[
International Worm Meeting,
2021]
Competition for nutrients is a driving force in evolution. As such, organisms have evolved robust adaptive responses to withstand periods of starvation. In C. elegans, efforts have been made to map the acute starvation response at the transcriptome level using microarray and RNA-seq techniques. However, past studies used whole worms and thus represent an averaged response profile of all of the worms' tissues. Recently, Kaletsky and colleagues developed methods to isolate and study purified C. elegans cell populations from larvae, which allows studying tissue-specific transcriptomes. To gain a better understanding of the response to starvation and potentially reveal unique tissue-specific responses, we are adapting this technique to study how neurons, hypodermis, intestine, and body wall muscles respond to starvation.
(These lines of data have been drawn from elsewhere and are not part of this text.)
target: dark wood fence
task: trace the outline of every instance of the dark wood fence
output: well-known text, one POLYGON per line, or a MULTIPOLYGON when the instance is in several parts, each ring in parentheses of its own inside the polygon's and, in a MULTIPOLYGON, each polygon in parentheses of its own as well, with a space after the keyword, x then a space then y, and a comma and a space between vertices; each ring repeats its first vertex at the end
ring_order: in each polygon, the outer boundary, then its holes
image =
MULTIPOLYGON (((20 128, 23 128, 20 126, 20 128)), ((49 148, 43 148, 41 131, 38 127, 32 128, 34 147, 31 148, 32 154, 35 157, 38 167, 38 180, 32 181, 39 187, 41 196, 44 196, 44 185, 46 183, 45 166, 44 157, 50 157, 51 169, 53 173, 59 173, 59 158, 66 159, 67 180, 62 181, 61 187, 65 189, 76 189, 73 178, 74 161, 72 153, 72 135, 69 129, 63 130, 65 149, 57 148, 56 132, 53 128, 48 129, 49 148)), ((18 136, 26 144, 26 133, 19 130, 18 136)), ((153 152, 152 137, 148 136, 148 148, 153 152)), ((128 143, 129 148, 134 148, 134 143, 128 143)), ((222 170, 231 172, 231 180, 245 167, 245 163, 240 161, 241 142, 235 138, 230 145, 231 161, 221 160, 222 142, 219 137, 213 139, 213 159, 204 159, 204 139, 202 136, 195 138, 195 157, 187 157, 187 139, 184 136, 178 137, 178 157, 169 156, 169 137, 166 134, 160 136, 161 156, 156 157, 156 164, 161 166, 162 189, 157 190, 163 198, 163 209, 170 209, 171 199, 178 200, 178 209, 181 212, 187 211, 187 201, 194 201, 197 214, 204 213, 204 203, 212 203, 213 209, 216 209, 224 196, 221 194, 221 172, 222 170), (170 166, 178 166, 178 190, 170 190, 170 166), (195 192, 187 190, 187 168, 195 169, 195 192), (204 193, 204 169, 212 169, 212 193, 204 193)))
Specifically, we have used four strains that express GFP in each of these tissues of interest. We then dissociate worms into single cells and FACS-sort GFP-labeled tissues both fed and starved animals, followed by RNA isolation and RNA-sequencing. To date, we have sequenced mRNA from neuronal and body wall muscle tissues from fed animals and animals that were starved for six hours. Preliminary analysis indicates that starvation induces broader changes in neurons compared to body wall muscle. Interestingly, using a liberal significance threshold of P <.05 and FDR < 1, only 11% of genes are regulated by starvation in both tissues, suggesting that tissues respond in a highly specific manner to starvation. In neurons, we observed a positive enrichment for biological processes involved in guanylyl cyclase signaling and cell projection remodeling, whereas negatively enriched processes included protein translation and ribosome assembly. In muscles, we observed positive enrichment of the ER unfolded protein response and cuticle remodeling, and negative enrichment of protein synthesis. Our work demonstrates variation in responses to starvation between tissues. The methods described will allow us to assemble a profile for each tissue, which can be used to develop functional experiments to unravel the biology of the starvation response.